Alarming Effects Of
Genetic Plant
Manipulation Discovered
By Jeff Barnard
(AP) - Heightening environmentalists' fears about the dangers of genetic engineering, a weed that was altered by scientists to resist a herbicide also developed far greater ability to pollinate other plants and pass its traits on.
The findings raise the possibility of the emergence of "superweeds'' impervious to weedkillers.
The weed's enhanced ability to pollinate other plants was an unintended consequence of experiments with Arabidopsis thaliana, a species commonly used in genetic research.
Joy Bergelson, a professor of ecology and evolution at the University of Chicago, said the findings show that genetic engineering can substantially increase the chances of "transgene escape,'' or the spread of certain traits from one plant to another.
Her study was published in Thursday's issue of the journal Nature.
Charles Margulis of Greenpeace said the results confirm fears that genetically engineering cotton and soybeans to survive spraying with herbicides to make weed-control easier will force farmers to spray heavier doses of herbicides or use types that are less environmentally safe.
"It's just another chink in the armor of the industry, which keeps saying environmentalists' claims of health concerns just aren't justified,'' Margulis said.
Scientists have already recognized that when a genetically engineered crop grows near a weed relative, the gene-engineered trait will eventually transfer to the weed.
In a separate study, Ohio State University scientist Allison Snow found that when weeds acquire herbicide resistance from genetically engineered crops, they maintain their ability to pass these traits on, rather than becoming less fertile, as some had believed.
Ms.
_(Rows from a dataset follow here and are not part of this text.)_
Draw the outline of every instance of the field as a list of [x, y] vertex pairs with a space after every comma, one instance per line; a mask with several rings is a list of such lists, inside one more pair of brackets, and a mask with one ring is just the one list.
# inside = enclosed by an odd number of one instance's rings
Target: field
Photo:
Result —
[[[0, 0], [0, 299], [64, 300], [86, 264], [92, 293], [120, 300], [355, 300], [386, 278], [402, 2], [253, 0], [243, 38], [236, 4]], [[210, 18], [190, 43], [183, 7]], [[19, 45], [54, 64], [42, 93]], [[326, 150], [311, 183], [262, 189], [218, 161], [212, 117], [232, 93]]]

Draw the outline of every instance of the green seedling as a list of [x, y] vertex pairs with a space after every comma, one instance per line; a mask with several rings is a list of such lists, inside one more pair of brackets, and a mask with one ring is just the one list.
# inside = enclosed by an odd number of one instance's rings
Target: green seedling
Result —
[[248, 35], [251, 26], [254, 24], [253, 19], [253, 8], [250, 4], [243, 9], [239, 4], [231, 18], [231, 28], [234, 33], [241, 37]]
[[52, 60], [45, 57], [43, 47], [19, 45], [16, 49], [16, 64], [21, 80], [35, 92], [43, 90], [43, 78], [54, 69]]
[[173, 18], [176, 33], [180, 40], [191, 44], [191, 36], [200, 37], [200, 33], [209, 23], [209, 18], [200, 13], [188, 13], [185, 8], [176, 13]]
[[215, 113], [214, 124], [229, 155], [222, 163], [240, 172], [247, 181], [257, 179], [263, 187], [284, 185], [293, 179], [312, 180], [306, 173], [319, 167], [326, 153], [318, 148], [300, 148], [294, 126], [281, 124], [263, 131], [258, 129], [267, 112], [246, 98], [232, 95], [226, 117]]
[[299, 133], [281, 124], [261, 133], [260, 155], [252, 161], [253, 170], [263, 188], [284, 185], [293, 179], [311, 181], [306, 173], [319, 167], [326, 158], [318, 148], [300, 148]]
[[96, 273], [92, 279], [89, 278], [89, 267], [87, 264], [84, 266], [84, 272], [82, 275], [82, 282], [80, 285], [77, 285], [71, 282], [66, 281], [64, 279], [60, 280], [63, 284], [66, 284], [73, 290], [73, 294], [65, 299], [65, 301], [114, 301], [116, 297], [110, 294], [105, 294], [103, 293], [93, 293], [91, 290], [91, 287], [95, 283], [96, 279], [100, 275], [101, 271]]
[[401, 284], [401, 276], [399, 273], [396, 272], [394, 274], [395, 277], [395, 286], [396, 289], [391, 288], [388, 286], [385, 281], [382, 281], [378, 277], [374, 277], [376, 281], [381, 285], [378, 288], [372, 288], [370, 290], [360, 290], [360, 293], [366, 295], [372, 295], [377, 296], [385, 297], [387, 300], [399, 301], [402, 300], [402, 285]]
Bergelson compared the fertilization rate of plants that were mutated to make them resistant to the herbicide chlorsulphuron, and plants that were genetically altered for the same trait.
The genetically altered plants were able to fertilize other plants at a rate 20 times greater than that of the mutants.
Why this was so is not clear. Ms. Bergelson speculated that the pollen from the genetically altered plants might have a longer lifespan than normal pollen or have some other competitive advantage.
Ms. Bergelson's findings do not raise any fundamental new issues for companies developing genetically engineered plants, said Rob Horsch, vice president and general manager of the Agracetus Campus of Monsanto Co. in Middleton, Wis. The government already has stringent controls.
"The possibility of outcrossing has always and will always exist, and none of the regulatory decisions or safety analyses that I'm familiar with depend on arguments about the frequency of cross-pollination itself,'' Horsch said.